The deal with evolution can generally lead to a protracted course of, however alongside the way in which, the groups come to belief one another and work collectively. “They know their environment better than we do. They often know what works—so we try to learn from them. And that’s where constant discussion, constant partnership with them helps them know that we are not a threat, we’re an ally,” says Heider. “My team can’t be everywhere. And that’s where we need these acquisitions to be the eyes and ears of specific areas of Cisco’s infrastructure.”

Training is one other manner Heider, and his crew assist acquisitions stand up to hurry on Cisco’s safety requirements. “Training is one of the top priorities within our commitments to both Cisco and the industry,” Heider says. “That includes training in Cisco technologies, but also making sure that these individuals are able to connect with other security professionals at conferences and other industry events.”

Best Practices for Security Considerations in M&A

When requested what recommendation he has for enterprises that need to preserve safety whereas buying different firms, Heider has a couple of suggestions.

Make endpoint administration a precedence

Having the correct safety brokers and clear visibility into endpoints is important. As is inputting the information logs of these endpoints right into a safety occasion and incident administration (SEIM) system. That manner, explains Heider, you could have visibility into your endpoints and might run performs in opposition to these logs to determine safety threats. “We’ll reach out to the asset owner and say they might have malware on their system—which is something nobody wants to hear,” says Heider. “But that’s what the job entails.”

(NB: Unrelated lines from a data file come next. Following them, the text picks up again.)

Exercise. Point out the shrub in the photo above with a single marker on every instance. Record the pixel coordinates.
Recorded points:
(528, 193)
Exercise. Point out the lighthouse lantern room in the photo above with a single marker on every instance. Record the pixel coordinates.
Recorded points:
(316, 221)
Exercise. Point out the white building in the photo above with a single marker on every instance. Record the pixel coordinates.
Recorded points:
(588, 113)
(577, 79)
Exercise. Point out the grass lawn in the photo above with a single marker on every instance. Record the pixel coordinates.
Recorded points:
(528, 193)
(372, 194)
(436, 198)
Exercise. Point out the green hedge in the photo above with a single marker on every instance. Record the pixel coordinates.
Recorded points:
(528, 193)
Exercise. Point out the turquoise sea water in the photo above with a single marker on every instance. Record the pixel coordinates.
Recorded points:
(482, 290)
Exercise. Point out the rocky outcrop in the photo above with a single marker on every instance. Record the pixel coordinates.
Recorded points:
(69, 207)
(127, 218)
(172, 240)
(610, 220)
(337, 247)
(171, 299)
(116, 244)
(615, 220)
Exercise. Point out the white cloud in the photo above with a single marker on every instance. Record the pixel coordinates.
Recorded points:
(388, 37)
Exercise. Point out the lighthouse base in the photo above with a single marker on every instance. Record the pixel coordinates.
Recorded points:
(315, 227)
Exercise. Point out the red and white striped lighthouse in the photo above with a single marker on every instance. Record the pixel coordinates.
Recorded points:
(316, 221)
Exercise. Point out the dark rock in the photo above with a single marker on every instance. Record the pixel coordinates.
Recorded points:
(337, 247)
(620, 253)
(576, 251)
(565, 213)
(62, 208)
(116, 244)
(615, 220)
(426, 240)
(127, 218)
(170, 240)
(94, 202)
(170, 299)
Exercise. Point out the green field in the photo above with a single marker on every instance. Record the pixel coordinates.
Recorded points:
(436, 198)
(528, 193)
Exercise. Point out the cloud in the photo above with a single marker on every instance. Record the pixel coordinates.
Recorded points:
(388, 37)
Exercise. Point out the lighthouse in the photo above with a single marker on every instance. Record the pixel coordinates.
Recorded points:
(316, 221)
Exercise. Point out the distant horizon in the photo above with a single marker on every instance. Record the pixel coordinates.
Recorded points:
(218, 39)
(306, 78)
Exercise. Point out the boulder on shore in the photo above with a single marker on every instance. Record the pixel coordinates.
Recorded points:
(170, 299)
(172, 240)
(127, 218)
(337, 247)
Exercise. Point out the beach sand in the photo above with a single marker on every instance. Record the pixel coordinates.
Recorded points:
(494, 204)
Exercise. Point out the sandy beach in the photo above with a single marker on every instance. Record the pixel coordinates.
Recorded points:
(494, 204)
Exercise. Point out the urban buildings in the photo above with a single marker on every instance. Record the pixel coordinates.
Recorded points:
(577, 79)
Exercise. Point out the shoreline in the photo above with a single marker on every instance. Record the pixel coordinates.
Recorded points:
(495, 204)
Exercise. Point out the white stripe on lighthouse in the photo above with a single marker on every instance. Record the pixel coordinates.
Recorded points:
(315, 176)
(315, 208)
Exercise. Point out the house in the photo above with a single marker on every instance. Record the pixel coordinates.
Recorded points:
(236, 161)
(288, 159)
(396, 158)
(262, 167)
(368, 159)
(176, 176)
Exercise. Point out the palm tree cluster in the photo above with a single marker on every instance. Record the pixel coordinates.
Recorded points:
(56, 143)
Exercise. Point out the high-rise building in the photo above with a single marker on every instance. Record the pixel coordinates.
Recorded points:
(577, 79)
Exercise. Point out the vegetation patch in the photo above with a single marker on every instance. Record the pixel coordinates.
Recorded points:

End consumer training is essential, too

Often, finish customers don’t know that they’re clicking on one thing that would have malware on it. Heider says consumer training is nearly as essential as visibility into endpoints. “Cisco really believes in training our users to be custodians of security, because they’re safeguarding our assets and our customers’ data as well.”

End customers needs to be educated about practices akin to creating robust passwords and never reusing passwords throughout totally different purposes. Multi-factor authentication is an effective follow, and finish customers ought to turn into accustomed to the rules round it.

Version updates and patching are frequent sources of vulnerabilities

Updating software program and methods is a unending job, however it’s essential for maintaining infrastructure working. Sometimes, updating a system can weaken safety and create vulnerabilities. Enterprises should preserve a steadiness between enabling enterprise innovation and maintaining methods and knowledge safe. Patching methods might be difficult however neglecting the duty may enable menace actors right into a susceptible system.

Understand public cloud safety earlier than going all in

Heider says public cloud operations might be useful since you’re transferring possession legal responsibility operations to a 3rd occasion, like Amazon Web Services or Google Cloud platform. “The only caveat,” he says, “is to make sure you understand that environment before you go and put your customer’s data on it. You might make one false click and expose your certificates to the Internet.”

Cisco Continually Strives for Improvement

Heider says that whereas a giant a part of his job helps acquisitions uplevel their safety area to satisfy baseline safety necessities, there’s at all times the purpose to do even higher. “We don’t want to be just that baseline,” he says. His crew has discovered from acquisitions prior to now and brought a few of these functionalities and applied sciences again to the product teams to make enhancements throughout Cisco’s options portfolio.

“We’re customer zero – Cisco is Cisco’s premier customer,” says Heider, “because we will take a product or technology into our environment, identify any gaps, and then circle back to product engineering to improve upon it for us and our customers.”